Recently I’ve been experiencing heavy disk usage on my system, to the point where it becomes highly unresponsive and even completely unusable in some situations (it hangs for even some minutes before unfreezing).
I’ve tried to diagnose the cause with iotop (with and without -aoP options), and found that [btrfs-transacti] seems to be the worst offender, iotop shows that it has heavy IO and disk write (almost a GB in a couple of hours of regular usage). Like I said this makes the system highly unresponsive, especially when some swap usage is involved.
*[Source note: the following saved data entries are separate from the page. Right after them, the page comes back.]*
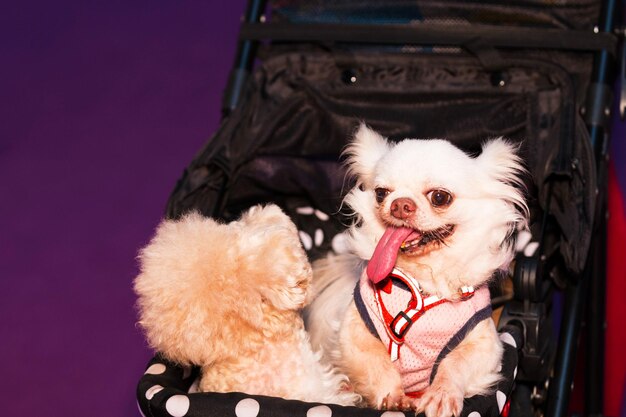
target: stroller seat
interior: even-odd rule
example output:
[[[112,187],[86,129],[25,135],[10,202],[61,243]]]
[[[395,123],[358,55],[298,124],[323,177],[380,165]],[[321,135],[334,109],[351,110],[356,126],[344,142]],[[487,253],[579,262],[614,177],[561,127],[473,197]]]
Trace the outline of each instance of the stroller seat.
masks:
[[[252,62],[242,63],[238,58],[225,95],[223,123],[178,181],[167,215],[178,218],[197,210],[231,221],[252,205],[276,203],[294,220],[314,260],[342,250],[348,219],[341,201],[352,184],[341,152],[360,122],[391,140],[445,138],[470,154],[478,153],[489,138],[504,136],[518,143],[531,174],[527,184],[529,240],[534,249],[527,246],[520,252],[511,271],[513,294],[499,298],[505,305],[499,326],[505,342],[502,382],[493,395],[466,399],[463,417],[506,415],[505,404],[514,387],[518,394],[513,395],[511,415],[548,408],[551,415],[560,416],[567,397],[558,392],[558,400],[550,400],[546,381],[554,378],[555,369],[565,372],[557,375],[557,386],[569,382],[571,375],[555,365],[557,331],[552,329],[552,316],[563,310],[556,315],[568,317],[571,303],[556,305],[553,296],[568,294],[569,288],[579,291],[578,283],[589,269],[588,254],[602,206],[598,190],[603,189],[602,176],[598,177],[602,158],[589,125],[599,126],[602,118],[589,119],[580,110],[589,103],[587,92],[597,84],[594,52],[607,52],[615,46],[614,39],[604,36],[596,42],[593,38],[583,42],[580,50],[571,44],[580,40],[578,36],[563,37],[561,43],[567,48],[558,48],[558,43],[545,48],[494,46],[484,42],[489,37],[470,39],[457,47],[392,42],[372,46],[350,36],[341,42],[309,39],[315,36],[311,25],[320,16],[323,22],[360,23],[367,19],[359,10],[378,13],[387,24],[406,23],[407,16],[425,21],[430,16],[438,22],[430,26],[435,29],[457,25],[459,19],[468,28],[479,24],[478,32],[455,32],[455,40],[491,33],[490,26],[484,25],[489,16],[513,27],[532,21],[539,31],[559,30],[559,34],[588,29],[600,16],[597,2],[582,0],[572,2],[575,7],[520,3],[513,11],[474,2],[456,2],[446,10],[438,2],[408,3],[394,2],[395,9],[381,11],[367,4],[359,9],[357,3],[346,0],[276,1],[271,5],[275,20],[265,30],[255,23],[263,8],[251,2],[242,26],[242,45],[257,47],[266,37],[273,42],[261,45],[253,56],[258,63],[250,74]],[[357,12],[349,13],[354,7]],[[419,17],[407,12],[415,13],[416,8]],[[453,14],[454,19],[439,23],[443,13]],[[300,42],[289,41],[285,32],[289,28]],[[338,34],[336,29],[329,27],[333,35]],[[180,415],[187,416],[232,415],[233,410],[238,417],[384,414],[243,393],[188,393],[194,372],[157,354],[137,389],[143,414],[172,415],[168,404],[172,408],[177,401],[185,410]],[[533,390],[535,403],[531,404]],[[544,397],[539,401],[537,395]]]
[[[501,333],[504,345],[502,381],[492,395],[475,396],[465,400],[463,414],[459,417],[497,416],[507,412],[508,398],[513,389],[517,371],[516,341],[509,333]],[[140,410],[146,417],[264,417],[264,416],[343,416],[343,417],[392,417],[390,412],[334,404],[306,403],[241,392],[197,392],[193,383],[198,370],[189,370],[156,355],[149,363],[146,373],[137,385]],[[413,412],[394,412],[397,416],[415,416]],[[396,414],[394,414],[396,415]],[[422,413],[423,417],[424,414]]]

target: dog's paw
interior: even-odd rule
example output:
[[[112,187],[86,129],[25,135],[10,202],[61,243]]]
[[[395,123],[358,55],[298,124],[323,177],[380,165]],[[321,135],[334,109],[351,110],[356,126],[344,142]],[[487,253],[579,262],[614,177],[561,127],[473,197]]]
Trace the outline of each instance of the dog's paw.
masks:
[[[431,385],[415,400],[414,407],[426,417],[459,417],[463,410],[463,392],[454,384]]]
[[[407,411],[413,409],[413,401],[404,394],[404,391],[395,390],[379,400],[376,407],[379,410]]]

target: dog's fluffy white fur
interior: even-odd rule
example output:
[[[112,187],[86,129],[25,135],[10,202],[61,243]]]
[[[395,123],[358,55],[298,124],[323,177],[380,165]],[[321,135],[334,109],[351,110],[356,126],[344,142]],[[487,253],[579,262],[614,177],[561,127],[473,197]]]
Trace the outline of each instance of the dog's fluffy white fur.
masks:
[[[139,324],[166,358],[201,366],[201,391],[358,399],[311,348],[300,315],[311,267],[277,206],[228,224],[197,213],[165,220],[139,260]]]
[[[494,272],[507,269],[514,254],[512,237],[527,227],[528,218],[516,148],[495,139],[472,157],[445,140],[394,144],[361,125],[347,155],[356,177],[345,198],[355,220],[350,253],[313,264],[316,297],[306,316],[313,346],[323,349],[369,406],[458,416],[464,397],[486,394],[498,380],[503,349],[493,322],[479,323],[441,361],[421,399],[413,400],[404,395],[386,347],[363,324],[353,290],[390,226],[422,235],[452,230],[440,240],[420,242],[417,249],[398,251],[396,265],[427,294],[458,301],[462,286],[485,285]],[[394,201],[408,201],[413,210],[394,216]]]

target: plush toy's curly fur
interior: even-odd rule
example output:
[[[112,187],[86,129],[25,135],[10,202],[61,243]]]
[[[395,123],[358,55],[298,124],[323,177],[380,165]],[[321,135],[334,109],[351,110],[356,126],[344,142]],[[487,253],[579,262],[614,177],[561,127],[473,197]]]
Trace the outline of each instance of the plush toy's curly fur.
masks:
[[[358,398],[310,347],[300,311],[311,267],[277,206],[229,224],[197,213],[163,221],[139,260],[139,324],[165,357],[201,366],[201,391]]]

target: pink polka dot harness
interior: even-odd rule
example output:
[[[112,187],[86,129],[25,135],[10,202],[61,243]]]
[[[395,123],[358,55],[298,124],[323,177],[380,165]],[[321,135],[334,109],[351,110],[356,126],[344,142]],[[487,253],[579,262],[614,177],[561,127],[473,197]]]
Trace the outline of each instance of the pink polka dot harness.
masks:
[[[355,288],[357,310],[370,332],[388,347],[409,396],[419,396],[446,354],[491,317],[486,286],[459,291],[458,302],[425,295],[417,280],[399,268],[378,284],[363,273]]]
It is unclear whether it was recurring event (and if yes, how often and at which intervals it happened) or just one off observation. If observed just once, it could well be related to deletion of large snapshot as example.
Yes, fully updated system here. I update it regularly.
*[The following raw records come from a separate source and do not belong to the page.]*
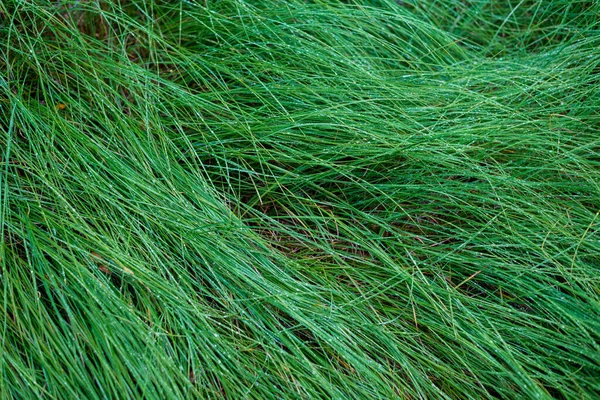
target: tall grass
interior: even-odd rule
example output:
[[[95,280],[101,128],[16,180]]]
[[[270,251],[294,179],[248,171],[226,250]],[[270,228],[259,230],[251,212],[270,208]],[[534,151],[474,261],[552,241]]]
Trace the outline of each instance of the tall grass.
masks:
[[[0,5],[5,398],[594,398],[600,7]]]

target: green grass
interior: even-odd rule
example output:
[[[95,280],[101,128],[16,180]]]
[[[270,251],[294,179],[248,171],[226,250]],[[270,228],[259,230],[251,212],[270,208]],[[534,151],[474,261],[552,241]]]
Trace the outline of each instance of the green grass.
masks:
[[[599,15],[0,3],[0,395],[600,396]]]

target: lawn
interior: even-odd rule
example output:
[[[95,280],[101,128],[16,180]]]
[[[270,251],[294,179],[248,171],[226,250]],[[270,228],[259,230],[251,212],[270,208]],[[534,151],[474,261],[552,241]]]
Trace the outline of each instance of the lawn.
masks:
[[[600,3],[0,2],[0,397],[600,397]]]

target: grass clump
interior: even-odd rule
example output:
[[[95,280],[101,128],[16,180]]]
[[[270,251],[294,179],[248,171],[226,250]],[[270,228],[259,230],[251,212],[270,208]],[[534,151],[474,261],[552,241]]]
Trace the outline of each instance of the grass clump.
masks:
[[[0,393],[593,398],[593,2],[0,5]]]

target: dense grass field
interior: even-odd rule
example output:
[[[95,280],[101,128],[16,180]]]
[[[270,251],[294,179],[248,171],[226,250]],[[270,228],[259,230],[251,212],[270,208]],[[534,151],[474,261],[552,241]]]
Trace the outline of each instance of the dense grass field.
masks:
[[[600,3],[0,1],[0,397],[600,397]]]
I’m on a laptop, it is equipped with an hard drive (no SSD), and the partition is pretty standard, a btrfs for root and a, ext4 for /home (plus swap and ntfs for windows). No RAID, a simple laptop like I said.
You’re getting down to around only 10GB free on the system partition. I try to keep at least 20GB free: My btrfs headaches went away after starting that practice. The new default partition size is 80GB.
You could try purging old kernels and removing the oldest snapshots, then run disk maintenance.
Aside from the information you already found about fragmentation:
COW (copy-on-write) filesystems have many advantages, but they also have some disadvantages, for example fragmentation. Btrfs lays out the data sequentially when files are written to the disk for first time, but a COW design implies that any subsequent modification to the file must not be written on top of the old data, but be placed in a free block, which will cause fragmentation (RPM databases are a common case of this problem). Aditionally, it suffers the fragmentation problems common to all filesystems.